Multivariable associations of severe bronchiolitis profiles with risk for developing asthma by age 6,7 years, according to cohorts., * Multivariable-adjusted logistic regression models adjusting for age at baseline, sex, and race/ethnicity in MARC-35 and age at baseline and sex in MARC-30 Finland. No missing data. Arrow indicates that the 95% CI of the odds ratio exceeds the lower limit of the x-axis. Abbreviations: CI, confidence interval; MARC, Multicenter Airway Research Collaboration.

Figure 3

Development and validation of 4-predicter model predicting profile at the highest risk for developing asthma., A. Recursive partitioning analysis. Only the derivation cohort (MARC-30 USA) is shown in the tree. The area of the circle is proportional to the log₂-transformed size of each branch. The darker orange part in the circle represents the proportion of profile A in each branch. A Receiver-operating-characteristic curves. To maximize the sum of sensitivity and specificity for all the possible values of the cut-off point, the Youden index method was applied for the following analysis. B Prediction performance Overall classification counts and characteristics are shown for both the derivation (MARC-30 USA) and validation (MARC-35 and MARC-30 Finland, separately) cohorts.

Figure 4

Development and validation of 5-predicter model predicting profile at the highest risk for developing asthma, A. Recursive partitioning analysis, Only the derivation cohort (MARC-30 USA) is shown in the tree. The area of the circle is proportional to the log₂-transformed size of each branch. The darker orange part in the circle represents the proportion of profile A in each branch. B. Receiver-operating-characteristic curves, To maximize the sum of sensitivity and specificity for all the possible values of the cut-off point, the Youden index method was applied for the following analysis.

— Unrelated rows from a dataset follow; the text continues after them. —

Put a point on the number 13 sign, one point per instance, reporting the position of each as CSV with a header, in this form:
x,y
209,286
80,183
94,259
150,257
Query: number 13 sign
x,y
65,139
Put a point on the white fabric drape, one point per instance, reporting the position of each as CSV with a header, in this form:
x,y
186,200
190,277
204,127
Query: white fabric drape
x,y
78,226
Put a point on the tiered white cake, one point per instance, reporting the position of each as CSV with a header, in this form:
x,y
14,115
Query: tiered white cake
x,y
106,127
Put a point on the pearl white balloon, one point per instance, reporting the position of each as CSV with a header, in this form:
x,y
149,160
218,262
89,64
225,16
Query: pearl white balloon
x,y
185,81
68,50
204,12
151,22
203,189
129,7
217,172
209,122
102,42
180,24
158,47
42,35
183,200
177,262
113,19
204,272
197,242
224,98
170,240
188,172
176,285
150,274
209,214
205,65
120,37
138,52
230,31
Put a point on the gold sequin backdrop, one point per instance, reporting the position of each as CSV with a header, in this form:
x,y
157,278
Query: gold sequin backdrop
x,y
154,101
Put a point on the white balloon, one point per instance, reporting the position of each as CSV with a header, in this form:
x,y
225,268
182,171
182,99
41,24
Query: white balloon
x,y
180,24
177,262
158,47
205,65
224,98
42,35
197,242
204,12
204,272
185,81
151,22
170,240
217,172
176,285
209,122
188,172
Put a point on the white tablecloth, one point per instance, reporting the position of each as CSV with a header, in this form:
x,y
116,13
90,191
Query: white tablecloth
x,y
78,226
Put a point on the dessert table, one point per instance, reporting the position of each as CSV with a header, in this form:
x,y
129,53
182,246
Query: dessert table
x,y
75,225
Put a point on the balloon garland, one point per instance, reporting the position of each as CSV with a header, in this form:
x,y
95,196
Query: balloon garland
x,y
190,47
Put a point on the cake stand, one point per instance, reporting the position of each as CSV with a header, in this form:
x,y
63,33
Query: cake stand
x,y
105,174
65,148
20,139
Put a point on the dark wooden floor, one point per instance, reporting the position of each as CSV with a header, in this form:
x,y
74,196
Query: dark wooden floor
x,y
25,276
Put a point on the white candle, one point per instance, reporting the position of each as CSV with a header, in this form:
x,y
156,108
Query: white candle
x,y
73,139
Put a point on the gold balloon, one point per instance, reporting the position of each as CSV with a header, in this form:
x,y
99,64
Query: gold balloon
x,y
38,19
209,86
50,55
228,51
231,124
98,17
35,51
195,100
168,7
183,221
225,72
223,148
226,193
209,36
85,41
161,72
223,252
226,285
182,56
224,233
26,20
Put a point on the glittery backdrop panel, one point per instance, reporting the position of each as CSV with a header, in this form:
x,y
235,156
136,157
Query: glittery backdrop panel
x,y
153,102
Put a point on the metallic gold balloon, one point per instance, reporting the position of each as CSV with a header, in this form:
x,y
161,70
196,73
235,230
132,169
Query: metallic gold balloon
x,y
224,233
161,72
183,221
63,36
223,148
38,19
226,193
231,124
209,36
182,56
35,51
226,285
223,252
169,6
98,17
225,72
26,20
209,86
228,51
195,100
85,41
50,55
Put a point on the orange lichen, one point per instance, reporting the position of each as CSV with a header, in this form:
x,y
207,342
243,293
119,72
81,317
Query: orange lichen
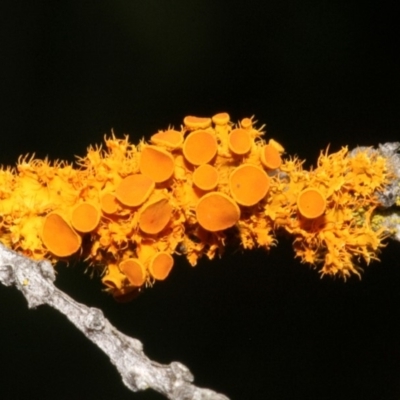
x,y
134,190
171,139
311,203
221,118
108,203
193,123
59,237
134,270
270,157
239,141
156,163
138,205
200,147
216,212
160,265
154,216
248,184
246,123
85,217
205,177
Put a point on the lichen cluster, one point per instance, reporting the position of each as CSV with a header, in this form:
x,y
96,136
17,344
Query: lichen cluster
x,y
128,209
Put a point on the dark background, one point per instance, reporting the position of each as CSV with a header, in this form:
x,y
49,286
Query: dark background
x,y
251,325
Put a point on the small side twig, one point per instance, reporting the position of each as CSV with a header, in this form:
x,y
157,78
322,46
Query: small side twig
x,y
36,281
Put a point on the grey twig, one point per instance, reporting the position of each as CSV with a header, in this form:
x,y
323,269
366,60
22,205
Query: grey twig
x,y
36,281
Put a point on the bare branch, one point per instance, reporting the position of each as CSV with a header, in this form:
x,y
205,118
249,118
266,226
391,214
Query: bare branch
x,y
36,281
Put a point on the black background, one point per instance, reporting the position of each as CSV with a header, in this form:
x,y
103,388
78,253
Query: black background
x,y
251,325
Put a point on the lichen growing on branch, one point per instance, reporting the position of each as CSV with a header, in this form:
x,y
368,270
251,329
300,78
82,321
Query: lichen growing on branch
x,y
128,209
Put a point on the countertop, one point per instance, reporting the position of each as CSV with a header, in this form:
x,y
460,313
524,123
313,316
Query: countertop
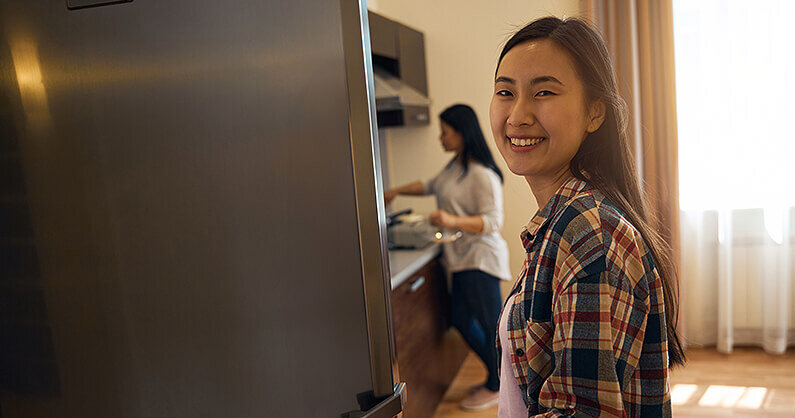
x,y
404,263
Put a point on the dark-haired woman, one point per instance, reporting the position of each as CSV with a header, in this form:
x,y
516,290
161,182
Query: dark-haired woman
x,y
589,327
468,192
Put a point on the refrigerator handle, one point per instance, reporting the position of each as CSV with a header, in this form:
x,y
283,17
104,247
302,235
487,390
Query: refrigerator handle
x,y
387,408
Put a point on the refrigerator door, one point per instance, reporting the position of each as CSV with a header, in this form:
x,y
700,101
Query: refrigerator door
x,y
193,217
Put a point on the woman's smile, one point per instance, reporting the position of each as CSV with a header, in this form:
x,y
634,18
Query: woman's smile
x,y
525,143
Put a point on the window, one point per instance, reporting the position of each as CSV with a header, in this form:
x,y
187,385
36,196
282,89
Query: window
x,y
735,83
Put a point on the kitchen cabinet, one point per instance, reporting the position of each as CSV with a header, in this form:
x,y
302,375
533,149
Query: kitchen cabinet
x,y
429,351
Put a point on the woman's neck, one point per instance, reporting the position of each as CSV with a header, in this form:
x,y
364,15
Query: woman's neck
x,y
544,188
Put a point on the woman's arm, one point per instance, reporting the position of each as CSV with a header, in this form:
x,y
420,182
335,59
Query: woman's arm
x,y
413,189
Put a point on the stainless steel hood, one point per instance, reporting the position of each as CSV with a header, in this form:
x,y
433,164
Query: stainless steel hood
x,y
401,88
391,93
397,103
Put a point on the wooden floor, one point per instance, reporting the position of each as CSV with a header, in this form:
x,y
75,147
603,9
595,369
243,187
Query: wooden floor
x,y
746,383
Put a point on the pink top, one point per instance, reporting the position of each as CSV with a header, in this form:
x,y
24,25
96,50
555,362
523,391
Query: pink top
x,y
511,402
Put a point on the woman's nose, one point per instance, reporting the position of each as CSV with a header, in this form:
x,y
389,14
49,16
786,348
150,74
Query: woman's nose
x,y
521,114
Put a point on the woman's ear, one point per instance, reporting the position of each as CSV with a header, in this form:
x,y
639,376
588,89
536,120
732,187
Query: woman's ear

C. Prediction performance, Overall classification counts and characteristics are shown for both the derivation (MARC-30 USA) and validation (MARC-35 and MARC-30 Finland, separately) cohorts. Abbreviations: AUC, area under the receiver-operating-characteristic curve; CI, confidence interval; MARC, Multicenter Airway Research Collaboration; NPV; negative predictive value; PPV, positive predictive value; RSV, respiratory syncytial virus.